Brow Beat

High Maintenance Gives Us a Brilliant Deconstruction of the “Gay Best Friend” Trope

Max in High Maintenance.  

HBO

“Olivia,” the fifth webisode of High Maintenance, introduces Max (Max Jenkins), a gay twentysomething “wasting away in retail,” and his roommate and best friend, Lainey (Heléne Yorke). They’re as inseparable as they are insufferable, sassing their way through a trendy Brooklyn lifestyle, their insularity rendering virtually anyone who enters their orbit “literally the worst.” For them, nastiness is comfort, apathy the standard. They come off like snobby, self-interested millennials, of a stripe quite common among generational caricatures. Even their pot dealer—better known as the Guy (Ben Sinclair), High Maintenance’s central character—has them listed in his phone contacts under “assholes,” and groans at the mere thought of his next encounter with them.

High Maintenance—which began in 2012 as a DIY project created by Sinclair and his wife Katja Blichfeld and is now a top-notch HBO series—has made an art form out of building up stereotypes before upending them. A seemingly cookie-cutter, well-to-do couple of young professionals succumbs to apocalyptic paranoia; an award-winning writer and stay-at-home dad is revealed as a closeted cross-dresser; a successful, Tinder-spawned relationship is sabotaged when it’s revealed that one half of the couple is secretly homeless.

But there’s no such twist in “Olivia”—if anything, its final moments endorse the Guy’s curt labeling of Max and Lainey as “assholes” even more. In subsequent online seasons, both characters pop up individually as parts of other characters’ stories, but they are on the fringes, marked by their sass and still without much complexity to mull over. That was: until the HBO episode “Meth(od)” finally challenged our perception of the trope of the “gay best friend.”

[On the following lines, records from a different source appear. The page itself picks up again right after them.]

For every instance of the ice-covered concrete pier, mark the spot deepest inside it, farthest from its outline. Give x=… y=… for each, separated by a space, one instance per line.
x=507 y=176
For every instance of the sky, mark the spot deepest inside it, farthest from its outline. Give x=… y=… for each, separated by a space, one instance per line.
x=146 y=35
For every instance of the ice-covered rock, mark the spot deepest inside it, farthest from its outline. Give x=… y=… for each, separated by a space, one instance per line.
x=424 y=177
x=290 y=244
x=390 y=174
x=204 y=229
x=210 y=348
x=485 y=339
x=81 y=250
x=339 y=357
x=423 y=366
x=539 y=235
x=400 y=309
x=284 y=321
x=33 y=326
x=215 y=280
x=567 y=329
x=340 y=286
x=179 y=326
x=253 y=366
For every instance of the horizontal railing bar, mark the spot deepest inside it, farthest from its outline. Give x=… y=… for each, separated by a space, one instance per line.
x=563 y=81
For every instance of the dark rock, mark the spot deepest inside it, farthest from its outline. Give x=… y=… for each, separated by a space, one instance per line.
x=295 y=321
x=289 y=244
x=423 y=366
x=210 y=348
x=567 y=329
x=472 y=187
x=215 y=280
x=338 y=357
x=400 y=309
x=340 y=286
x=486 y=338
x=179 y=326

At an HBO-friendly 34 minutes, “Meth(od)” essentially tells two High Maintenance stories in one, with the second half of the episode focused on Max and Lainey. It begins with an image of the pair cryptically conversing at a party, shaming those who meet their glance, but swiftly moves into richer territory. Max leaves Lainey for a hookup, and rather than reunite with her after his quick fix (which is filmed as a graphic but sensual full-frontal sequence), he decides to follow his date into an Alcoholics Anonymous meeting—and lie to Lainey about doing so. “I’m an addict, too,” Max tells his date, a line that at first rings hollow, but gradually takes on profound meaning. The unhealthily dependent dynamic between Max and Lainey is suddenly laid bare: how their most intimate moments rely on a certain degree of meanness, how Lainey subtly takes emotional (and financial) advantage of Max, and how their closeness masks deep loneliness and insecurity. Max finds healing in AA, relating to others’ vulnerability and realizing his longing for a more substantive connection. He distances himself from Lainey, almost unwittingly; he balks at her toxicity and runs toward warmer waters. In effect, Act 2 of “Meth(od)” plays like a careful meditation on the gay best friend TV trope. It grants startlingly humane access into a relationship normally depicted in television with mockery, disdain, or both.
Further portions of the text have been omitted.